At around the same time, I was lovingly playing “Spiro 2: Gateway to Glimmer © 1999”. That game was one to love. I didn’t play the first instalment until finishing the last with “Spiro 3: Year of the Dragon”, then revisiting the first game because I loved them so much. It is a great action adventure style game, with a simple but enthralling storyline that both I and my 3 siblings played to death. Just something about collecting those Jems… I think that was when I first became a hoarder in games. The collection of PS1 games began to grow, and the ps1 became a great and friend console. Damn I loved those years.

Right PlayStation done. Those were the titles that stood out for me personally as all-time fav’s and it was important to list them as they really acclimatised me for what was to come and sowed the seed for my “addiction?” to games for the next ten years. So that leaves the PlayStation 2, Xbox Original, Xbox 360 and PC… Bring on part two in my next blog!

A History of computer games: 2000's


The 2000’s saw a great leap in gaming technology. Shifts were seen among the contender’s as to who lead the race and the speed at which gaming graphics advanced, steadily increased to what we have now in modern day.
At the very end of the 1990’a ‘Sega’s Dreamcast’ marked the start of sixth Generation gaming consoles. It was closely followed by Sony’s PlayStation 2, Microsoft’s Xbox, and Nintendo’s Game Cube. The ‘Dreamcast’ was released in 1999 in America and Europe and had strong sales at the start of its life but due to PlayStation 2’s close release a year later it struggled to compete and wasn’t as popular. Dreamcast having a brand new 128-bit gaming system marked a new generation of gaming, with better graphics and a better quality of gaming experience. Dreamcast started off the world of gaming internet with ‘SegaNet’ allowing you to play games online, this service was the pathway for future features like it such as Xbox Live, which uses the same features allowing gamers to connect online and play together. Dreamcast brought out some memorable games leading to its success in the first couple of years, games such as ‘Soul Calibur’, ‘Sonic Adventure’ and The House of Dead 2’. Sega sports titles help to shadow the lack of electronic arts. 
 Soon Dreamcast was ahead of Nintendo 64 allowing it to be the most popular gaming system; however the rise of the Playstation 2 marked the end of the Dreamcast for Sega. Dreamcast sales decreased, and Sega finally discontinued the Dreamcast in March 2001 and withdrew entirely from the console hardware business, making it the company's final console.

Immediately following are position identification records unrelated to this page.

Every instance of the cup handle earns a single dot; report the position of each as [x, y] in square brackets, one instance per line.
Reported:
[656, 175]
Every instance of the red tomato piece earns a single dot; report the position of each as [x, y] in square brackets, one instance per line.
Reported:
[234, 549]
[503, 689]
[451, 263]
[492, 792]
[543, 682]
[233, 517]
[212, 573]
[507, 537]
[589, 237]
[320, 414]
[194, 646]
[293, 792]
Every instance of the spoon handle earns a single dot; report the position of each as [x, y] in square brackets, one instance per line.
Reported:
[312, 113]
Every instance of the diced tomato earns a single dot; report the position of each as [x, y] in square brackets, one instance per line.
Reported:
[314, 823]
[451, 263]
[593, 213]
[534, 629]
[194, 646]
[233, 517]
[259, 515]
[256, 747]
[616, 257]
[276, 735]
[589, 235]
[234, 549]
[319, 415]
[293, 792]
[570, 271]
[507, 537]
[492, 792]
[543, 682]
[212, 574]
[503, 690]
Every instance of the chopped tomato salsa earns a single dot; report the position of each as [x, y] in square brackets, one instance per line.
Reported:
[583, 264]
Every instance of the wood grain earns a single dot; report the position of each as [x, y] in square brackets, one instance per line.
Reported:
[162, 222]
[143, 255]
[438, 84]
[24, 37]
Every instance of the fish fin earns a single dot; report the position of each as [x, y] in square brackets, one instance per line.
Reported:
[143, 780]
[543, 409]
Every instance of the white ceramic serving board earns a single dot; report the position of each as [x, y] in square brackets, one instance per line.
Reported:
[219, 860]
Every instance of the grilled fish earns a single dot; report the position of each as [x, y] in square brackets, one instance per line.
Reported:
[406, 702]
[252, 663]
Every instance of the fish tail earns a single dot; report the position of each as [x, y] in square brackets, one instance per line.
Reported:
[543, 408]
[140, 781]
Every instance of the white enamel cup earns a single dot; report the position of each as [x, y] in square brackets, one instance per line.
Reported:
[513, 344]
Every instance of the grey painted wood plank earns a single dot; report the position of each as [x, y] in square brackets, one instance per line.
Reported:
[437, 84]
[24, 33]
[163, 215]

The PlayStation 2 showed a real upgrade in the world of gaming, not only using CD-ROM but also being compatible with DVD-ROM and CD’s. This marked the beginning of a whole new gaming experience. The PS2 allowed you to use the online gaming experience enabling you to play multiplayer using a PlayStation 2 network adapter. PlayStation 2 had the most sales worldwide for a console ever and is seen as the best selling gaming system of all time. PlayStation released accessories that would enable a better and more up to date gaming experience, for example the ‘Eye Toy’, ‘Headset’, ‘Guitar’ which was used for either Band Hero or Guitar Hero which was also sold alongside a drum kit and microphone. Playstation 2 technology has allowed it to be able to emulate other older gaming systems, such as Atari 2600, Game Boy, Mega Drive/ Genesis and the Nintendo Entertainment System. 



PlayStation 2 was closely followed by Nintendo’s GameCube which was released in 2001. Nintendo decided to use Mini-DVD to store games on meaning that it wasn’t compatible with DVD’s so didn’t have the appeal that the PlayStation 2 or Dreamcast had. It had advantages that it was smaller and more portable friendly than the other two, but it was just a bit too weak and a bit too limited in terms of what it could do to be a serious contender to next gen games. The most memorable games that were played on the GameCube were ‘Mario’ and ‘The Legend of Zelda’. My personal favourites were ‘Soul Calibur 2’ and Super smash bro’s. 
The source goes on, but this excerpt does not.